Miller indices of lattice planes:

A set of lattice planes intercept each of the
crystallographic axes a finite number of times per unit length of axis. By
convention, the number of intercepts of planes per unit length along the
**x**-axis is termed **h**, per unit length along the **y**-axis
is termed **k** and per unit length along the **z**-axis is termed
**l**. The unit length along each axis is taken to be the length of the
unit cell parallel to that axis, that is **a** for the **x**-axis,
**b** for the **y**-axis and **c** for the z-axis. The *Miller
Indices* of the plane are then **(hkl)**. Thus the set of lattice
planes **(hkl)** divides **a** into **h** parts, **b** into
**k** parts and **c** into **l** parts. An alternative way of
conceptualising Miller indices is to consider the first plane out from the
origin in any set of planes. This plane will make the intercepts
**a/h**, **b/k**, **c/l** (where **h**, **k** and **l**
are integers), on the **x**-axis, **y**-axis and **z**-axis
respectively.

In some sets of lattice planes the intercepts the
first plane out from the origin intercepts one or more of the axes in the
negative direction along those axes. The Miller indices with respect to
those axes are then written with a bar over the top of the index
(** hkl**) (which is read bar "h", bar "k" bar "l").
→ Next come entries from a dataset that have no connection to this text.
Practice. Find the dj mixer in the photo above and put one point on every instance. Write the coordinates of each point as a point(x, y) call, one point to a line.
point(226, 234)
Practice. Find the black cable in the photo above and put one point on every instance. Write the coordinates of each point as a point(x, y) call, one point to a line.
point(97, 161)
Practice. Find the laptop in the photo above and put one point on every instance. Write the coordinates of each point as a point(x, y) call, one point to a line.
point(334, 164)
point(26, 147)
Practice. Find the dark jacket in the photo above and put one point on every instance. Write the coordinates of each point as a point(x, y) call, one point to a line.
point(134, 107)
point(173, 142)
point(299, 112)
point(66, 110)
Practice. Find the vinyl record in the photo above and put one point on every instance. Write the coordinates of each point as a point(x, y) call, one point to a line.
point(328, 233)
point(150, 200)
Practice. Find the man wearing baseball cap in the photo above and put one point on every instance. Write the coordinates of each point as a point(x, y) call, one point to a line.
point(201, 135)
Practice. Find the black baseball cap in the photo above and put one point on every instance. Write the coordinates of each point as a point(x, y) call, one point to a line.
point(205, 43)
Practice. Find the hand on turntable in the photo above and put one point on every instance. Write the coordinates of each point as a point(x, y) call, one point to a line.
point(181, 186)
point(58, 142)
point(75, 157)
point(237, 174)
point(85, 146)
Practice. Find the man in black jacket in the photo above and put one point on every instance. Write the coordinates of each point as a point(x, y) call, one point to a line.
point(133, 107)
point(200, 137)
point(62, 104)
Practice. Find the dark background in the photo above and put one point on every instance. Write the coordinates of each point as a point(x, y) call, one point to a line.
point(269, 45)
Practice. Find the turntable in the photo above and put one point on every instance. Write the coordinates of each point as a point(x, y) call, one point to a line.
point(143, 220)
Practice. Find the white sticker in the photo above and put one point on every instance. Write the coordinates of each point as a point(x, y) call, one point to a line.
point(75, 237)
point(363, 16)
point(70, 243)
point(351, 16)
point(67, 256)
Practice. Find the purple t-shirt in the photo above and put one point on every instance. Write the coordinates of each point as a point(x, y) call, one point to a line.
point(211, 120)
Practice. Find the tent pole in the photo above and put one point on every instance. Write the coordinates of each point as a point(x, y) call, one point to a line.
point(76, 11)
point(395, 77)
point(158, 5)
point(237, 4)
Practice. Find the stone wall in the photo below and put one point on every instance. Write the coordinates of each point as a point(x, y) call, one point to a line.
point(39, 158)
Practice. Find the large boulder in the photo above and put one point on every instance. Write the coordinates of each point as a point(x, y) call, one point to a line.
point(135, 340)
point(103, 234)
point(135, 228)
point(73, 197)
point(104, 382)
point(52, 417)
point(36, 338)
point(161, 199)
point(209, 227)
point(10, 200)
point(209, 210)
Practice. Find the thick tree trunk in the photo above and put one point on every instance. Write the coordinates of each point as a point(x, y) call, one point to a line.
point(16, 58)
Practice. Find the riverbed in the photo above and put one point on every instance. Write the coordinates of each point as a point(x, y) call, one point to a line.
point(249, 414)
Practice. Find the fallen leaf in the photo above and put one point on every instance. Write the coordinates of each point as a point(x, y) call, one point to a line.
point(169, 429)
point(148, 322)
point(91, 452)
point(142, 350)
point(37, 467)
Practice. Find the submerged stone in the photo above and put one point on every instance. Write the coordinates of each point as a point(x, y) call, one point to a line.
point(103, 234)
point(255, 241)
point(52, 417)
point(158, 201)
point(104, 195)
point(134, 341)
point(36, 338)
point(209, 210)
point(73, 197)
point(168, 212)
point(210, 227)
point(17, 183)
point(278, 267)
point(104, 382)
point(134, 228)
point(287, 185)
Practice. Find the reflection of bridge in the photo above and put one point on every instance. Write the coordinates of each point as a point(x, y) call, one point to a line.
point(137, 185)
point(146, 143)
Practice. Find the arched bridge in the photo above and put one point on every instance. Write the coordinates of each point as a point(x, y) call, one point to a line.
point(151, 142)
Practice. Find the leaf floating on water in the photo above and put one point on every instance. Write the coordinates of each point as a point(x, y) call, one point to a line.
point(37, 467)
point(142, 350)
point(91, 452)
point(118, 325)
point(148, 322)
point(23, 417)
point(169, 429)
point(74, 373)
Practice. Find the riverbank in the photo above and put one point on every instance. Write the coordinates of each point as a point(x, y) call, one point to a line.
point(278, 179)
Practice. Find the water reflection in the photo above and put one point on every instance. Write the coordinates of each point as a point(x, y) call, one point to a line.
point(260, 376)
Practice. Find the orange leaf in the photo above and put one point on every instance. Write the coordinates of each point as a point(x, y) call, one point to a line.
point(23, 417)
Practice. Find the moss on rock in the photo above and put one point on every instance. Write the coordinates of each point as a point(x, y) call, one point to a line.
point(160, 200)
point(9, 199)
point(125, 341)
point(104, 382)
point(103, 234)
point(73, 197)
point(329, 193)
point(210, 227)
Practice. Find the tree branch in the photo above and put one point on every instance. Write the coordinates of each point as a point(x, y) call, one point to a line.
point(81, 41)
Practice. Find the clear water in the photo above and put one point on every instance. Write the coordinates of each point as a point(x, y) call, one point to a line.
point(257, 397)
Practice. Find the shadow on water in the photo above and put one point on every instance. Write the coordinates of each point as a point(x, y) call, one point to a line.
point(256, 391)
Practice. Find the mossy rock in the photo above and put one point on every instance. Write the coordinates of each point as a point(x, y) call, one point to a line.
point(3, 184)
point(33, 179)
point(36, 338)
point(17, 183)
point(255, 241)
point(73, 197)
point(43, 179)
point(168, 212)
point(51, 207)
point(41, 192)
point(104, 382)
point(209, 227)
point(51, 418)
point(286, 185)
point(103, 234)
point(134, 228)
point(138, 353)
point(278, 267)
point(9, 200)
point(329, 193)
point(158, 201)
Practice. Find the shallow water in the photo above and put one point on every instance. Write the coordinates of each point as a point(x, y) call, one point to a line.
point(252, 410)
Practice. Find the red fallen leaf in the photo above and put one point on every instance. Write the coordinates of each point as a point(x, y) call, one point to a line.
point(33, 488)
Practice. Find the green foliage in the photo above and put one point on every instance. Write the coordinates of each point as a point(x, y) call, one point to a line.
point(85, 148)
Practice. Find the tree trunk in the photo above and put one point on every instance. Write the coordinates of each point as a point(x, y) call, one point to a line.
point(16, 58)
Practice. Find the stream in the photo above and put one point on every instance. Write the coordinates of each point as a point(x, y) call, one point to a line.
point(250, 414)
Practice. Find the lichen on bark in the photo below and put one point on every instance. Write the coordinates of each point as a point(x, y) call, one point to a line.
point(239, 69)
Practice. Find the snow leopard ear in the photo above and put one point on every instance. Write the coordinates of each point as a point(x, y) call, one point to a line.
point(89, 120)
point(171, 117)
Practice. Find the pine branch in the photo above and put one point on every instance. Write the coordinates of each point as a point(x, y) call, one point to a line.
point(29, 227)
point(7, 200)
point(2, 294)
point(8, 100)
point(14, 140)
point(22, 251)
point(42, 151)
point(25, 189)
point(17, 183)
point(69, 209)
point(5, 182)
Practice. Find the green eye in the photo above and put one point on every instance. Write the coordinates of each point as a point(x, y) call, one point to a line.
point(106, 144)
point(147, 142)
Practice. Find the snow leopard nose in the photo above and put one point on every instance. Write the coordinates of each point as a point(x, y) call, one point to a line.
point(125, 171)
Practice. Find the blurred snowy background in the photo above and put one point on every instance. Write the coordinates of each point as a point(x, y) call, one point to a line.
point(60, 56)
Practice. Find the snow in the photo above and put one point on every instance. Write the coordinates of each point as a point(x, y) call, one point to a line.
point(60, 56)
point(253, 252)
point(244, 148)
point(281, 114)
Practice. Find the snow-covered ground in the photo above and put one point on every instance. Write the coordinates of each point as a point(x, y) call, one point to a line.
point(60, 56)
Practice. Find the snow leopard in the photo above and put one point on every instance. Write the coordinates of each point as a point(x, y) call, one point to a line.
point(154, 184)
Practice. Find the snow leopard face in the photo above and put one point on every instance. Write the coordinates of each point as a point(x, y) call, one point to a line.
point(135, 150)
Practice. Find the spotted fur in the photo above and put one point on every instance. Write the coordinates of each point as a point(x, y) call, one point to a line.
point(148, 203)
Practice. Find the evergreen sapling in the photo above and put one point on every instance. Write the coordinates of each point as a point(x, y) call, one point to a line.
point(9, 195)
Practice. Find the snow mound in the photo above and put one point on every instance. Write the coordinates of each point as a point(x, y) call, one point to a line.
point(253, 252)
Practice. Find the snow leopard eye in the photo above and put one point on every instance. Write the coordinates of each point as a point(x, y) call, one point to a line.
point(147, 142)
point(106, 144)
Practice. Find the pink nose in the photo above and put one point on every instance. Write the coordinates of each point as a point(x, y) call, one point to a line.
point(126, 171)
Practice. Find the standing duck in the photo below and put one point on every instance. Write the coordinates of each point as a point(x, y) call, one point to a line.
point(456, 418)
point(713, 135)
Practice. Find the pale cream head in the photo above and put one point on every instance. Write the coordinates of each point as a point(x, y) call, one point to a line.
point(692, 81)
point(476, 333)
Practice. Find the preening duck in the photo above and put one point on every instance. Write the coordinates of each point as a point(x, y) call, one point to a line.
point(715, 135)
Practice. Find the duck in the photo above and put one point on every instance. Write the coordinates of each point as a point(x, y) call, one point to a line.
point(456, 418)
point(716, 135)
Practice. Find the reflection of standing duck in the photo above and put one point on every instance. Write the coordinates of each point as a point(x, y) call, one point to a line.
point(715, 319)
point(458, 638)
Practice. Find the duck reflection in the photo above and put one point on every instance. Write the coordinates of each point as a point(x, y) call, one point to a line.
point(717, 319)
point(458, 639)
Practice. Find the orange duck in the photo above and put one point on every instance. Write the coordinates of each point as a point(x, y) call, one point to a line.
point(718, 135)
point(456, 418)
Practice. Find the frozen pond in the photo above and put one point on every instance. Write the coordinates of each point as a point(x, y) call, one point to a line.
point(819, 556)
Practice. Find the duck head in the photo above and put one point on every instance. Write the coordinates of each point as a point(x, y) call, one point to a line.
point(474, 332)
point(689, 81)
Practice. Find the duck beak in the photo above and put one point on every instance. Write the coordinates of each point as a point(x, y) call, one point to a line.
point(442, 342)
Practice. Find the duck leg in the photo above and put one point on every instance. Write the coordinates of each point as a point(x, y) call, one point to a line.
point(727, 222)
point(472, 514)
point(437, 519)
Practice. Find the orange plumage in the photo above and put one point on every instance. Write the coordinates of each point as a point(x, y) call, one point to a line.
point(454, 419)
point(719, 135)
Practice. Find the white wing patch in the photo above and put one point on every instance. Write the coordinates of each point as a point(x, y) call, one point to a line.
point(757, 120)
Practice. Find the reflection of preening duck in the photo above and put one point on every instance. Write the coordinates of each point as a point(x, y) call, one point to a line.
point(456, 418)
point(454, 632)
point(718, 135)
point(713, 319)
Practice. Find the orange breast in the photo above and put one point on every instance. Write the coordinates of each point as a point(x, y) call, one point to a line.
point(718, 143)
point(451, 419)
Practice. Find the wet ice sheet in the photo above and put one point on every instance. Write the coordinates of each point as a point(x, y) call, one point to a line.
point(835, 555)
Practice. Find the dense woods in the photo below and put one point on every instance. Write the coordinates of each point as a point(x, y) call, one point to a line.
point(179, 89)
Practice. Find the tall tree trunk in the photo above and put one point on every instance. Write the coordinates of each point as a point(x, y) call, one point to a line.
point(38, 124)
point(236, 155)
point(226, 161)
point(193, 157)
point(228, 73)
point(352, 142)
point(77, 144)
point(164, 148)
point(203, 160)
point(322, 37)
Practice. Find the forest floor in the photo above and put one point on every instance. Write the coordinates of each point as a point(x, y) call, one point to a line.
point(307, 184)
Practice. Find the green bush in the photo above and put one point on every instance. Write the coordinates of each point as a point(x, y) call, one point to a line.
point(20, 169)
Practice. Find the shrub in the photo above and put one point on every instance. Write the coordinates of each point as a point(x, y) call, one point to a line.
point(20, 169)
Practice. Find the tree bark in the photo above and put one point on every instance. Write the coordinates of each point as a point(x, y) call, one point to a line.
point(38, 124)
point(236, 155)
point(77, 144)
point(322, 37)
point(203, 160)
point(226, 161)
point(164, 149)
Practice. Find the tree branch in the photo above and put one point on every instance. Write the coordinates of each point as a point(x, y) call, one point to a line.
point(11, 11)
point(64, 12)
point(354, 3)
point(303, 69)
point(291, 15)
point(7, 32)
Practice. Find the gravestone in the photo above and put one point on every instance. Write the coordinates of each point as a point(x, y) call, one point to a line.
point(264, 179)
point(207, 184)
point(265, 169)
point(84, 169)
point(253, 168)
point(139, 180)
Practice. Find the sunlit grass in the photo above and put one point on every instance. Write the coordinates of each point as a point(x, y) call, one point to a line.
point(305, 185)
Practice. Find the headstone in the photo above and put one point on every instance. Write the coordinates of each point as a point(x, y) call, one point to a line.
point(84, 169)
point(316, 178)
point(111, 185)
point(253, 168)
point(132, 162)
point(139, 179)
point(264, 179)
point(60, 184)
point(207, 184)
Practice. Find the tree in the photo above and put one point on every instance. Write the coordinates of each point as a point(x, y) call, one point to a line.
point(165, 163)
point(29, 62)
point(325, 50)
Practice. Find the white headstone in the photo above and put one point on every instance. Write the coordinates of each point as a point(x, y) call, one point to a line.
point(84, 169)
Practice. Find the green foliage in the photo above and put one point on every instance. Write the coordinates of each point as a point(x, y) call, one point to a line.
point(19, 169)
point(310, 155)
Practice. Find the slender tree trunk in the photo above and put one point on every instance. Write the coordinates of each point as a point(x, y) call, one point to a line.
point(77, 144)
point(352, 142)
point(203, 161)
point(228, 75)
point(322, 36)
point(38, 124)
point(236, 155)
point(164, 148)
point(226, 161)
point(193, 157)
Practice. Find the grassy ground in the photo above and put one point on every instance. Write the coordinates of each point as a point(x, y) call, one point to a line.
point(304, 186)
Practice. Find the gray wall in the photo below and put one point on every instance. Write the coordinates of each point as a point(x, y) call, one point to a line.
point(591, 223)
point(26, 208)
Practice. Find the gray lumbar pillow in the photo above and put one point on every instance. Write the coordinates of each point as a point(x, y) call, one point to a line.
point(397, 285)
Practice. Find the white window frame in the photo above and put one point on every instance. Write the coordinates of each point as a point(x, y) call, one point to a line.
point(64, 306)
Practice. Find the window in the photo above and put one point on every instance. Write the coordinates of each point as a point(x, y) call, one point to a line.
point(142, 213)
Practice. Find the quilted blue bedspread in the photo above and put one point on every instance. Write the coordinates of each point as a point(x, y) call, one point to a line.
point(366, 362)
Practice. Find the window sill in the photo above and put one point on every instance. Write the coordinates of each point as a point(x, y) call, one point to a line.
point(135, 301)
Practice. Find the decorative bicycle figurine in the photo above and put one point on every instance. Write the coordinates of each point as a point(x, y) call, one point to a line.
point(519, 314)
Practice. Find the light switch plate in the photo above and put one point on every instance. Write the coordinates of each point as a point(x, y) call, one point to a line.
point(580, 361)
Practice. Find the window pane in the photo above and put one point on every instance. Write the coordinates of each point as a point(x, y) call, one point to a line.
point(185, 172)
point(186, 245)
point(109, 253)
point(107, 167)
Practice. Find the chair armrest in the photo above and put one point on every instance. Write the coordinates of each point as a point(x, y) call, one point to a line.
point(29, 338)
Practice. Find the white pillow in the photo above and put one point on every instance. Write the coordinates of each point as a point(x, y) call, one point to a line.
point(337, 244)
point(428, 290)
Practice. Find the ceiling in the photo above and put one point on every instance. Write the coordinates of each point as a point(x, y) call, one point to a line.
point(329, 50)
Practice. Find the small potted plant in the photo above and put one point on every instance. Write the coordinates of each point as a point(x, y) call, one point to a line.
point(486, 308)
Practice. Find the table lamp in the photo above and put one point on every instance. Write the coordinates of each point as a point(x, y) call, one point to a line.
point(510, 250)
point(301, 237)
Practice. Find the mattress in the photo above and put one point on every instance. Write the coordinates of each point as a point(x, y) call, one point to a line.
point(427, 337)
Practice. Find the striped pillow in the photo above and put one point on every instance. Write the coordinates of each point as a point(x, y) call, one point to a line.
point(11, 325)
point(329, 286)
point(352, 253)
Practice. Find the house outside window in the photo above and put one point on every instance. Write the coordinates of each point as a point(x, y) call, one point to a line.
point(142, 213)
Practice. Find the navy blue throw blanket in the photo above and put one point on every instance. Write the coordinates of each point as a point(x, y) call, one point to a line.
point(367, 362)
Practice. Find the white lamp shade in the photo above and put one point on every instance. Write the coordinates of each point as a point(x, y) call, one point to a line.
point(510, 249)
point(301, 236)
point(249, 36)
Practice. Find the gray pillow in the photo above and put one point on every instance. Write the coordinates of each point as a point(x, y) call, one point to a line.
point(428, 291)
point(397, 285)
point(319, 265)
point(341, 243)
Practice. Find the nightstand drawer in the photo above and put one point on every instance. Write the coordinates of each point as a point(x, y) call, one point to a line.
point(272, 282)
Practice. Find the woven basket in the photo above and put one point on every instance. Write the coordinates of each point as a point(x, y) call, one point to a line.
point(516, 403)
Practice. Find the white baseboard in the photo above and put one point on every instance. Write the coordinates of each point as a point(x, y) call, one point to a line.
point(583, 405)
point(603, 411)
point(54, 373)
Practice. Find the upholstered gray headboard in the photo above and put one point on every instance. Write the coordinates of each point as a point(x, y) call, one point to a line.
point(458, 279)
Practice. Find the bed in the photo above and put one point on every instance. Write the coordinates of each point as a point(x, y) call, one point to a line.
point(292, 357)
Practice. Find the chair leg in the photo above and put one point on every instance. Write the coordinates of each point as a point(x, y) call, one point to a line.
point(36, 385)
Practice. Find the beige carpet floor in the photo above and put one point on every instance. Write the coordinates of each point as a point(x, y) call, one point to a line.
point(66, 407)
Lattice planes parallel to one of the axes will have no intercept with that axis and therefore have the Miller index of 0 with repect to that axis. Thus, in terms of Miller indices the unit-cell can be described as the parallelepiped bounded by adjacent lattice planes of the set (100), (010) and (001).

Lattice rows:

The intersection of two non-parallel lattice
planes defines a *lattice row*. Such a row is indexed with reference
to the parallel row passing through the origin. The indices of the line
[UVW] are taken to be the coordinates of the first lattice point out from
the origin through which that line passes. Note that lattice row reference
indices are always enclosed in square brackets "[]" while plane reference
indices are enclosed in round brackets"()".